TiVo and Entertainment Weekly team up, but who’s helping whom?

With so many new TV shows debuting each fall, it's hard to keep on top of what's worth watching. If you choose poorly, you could wind up wasting time on shows doomed to cancellation while falling weeks behind on a decent series. Well, TiVo users will soon get a little extra help. The company has teamed up with Entertainment Weekly to allow TiVo subscribers to automatically record the magazine's regular list of must-see TV.

Most analysis paints this EW deal as a desperate push by TiVo. The company, which pioneered digital video recorders a decade ago, has lost considerable ground to DVRs offered by cable companies. TiVo “has only 1.7 million subscribers out of an estimated 26 million DVRs in the US at the end of the first quarter,” reports the The Wall Street Journal.

To remain relevant, TiVo has signed scores of deals with media companies and taste makers. They've dabbled in downloads, YouTube videos, even product deals with Amazon that let users buy items advertised on shows. The hope: Enough bells and whistles will solidify TiVo as a premium brand – something people will seek out instead of settling on package deals from cable providers.

For example, TiVo announced a similar partnership in May with the Chicago Tribune. Users can queue up shows handpicked by the newspaper’s TV critic, Maureen Ryan, and watch her video reviews. In exchange for Ms. Ryan’s trained eye, the paper got a cut of the TiVo subscription fees for every viewer who signed up for the Tribune service. TiVo was mum on the financial details of the EW deal, but it's probably the same basic arrangement.

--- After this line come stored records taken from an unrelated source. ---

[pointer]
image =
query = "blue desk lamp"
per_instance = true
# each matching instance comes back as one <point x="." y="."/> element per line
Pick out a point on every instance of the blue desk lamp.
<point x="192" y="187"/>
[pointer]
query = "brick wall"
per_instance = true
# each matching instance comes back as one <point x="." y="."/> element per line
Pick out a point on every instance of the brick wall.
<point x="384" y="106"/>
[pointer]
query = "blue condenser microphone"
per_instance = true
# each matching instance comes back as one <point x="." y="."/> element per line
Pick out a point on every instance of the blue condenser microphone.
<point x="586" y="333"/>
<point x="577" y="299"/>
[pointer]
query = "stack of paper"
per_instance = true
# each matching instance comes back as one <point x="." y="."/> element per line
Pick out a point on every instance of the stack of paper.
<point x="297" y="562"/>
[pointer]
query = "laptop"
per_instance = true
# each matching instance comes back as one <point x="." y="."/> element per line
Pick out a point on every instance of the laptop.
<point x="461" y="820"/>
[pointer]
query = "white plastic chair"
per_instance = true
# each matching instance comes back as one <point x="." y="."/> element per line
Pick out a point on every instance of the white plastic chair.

While TiVo certainly has a long row to hoe, the announcement also comes at a time when critics have less sway over popular viewing habits. The roll of media critics have come under fire, both from and because of the Internet. The web's low barrier to entry means anyone can praise or pan whatever they like. And, especially with movies, critics' scores and box-office returns don't always line up.

Entertainment Weekly is doing just fine as a magazine – it's already one of the most popular movie/TV outlets on the newsstand. But critics in general have been hurting. Thirty-three big time movie reviewers have been "laid off, bought out, retired or reassigned – since January 2006," according to The Salt Lake Tribune. (After receiving his pink slip, former Village Voice critic Nathan Lee snapped in an email that, “And so I am, as they say, ‘looking for work,’ though presumably not as a staff film critic as such jobs no longer appear to exist.”)

If TiVo users latch onto the EW service, it could stand as an example of how new media could help sustain critics. Partnerships like this could reinforce the notion that expertise can guide people through the swamp of season premieres – or just prove that people aren't really listening anyway.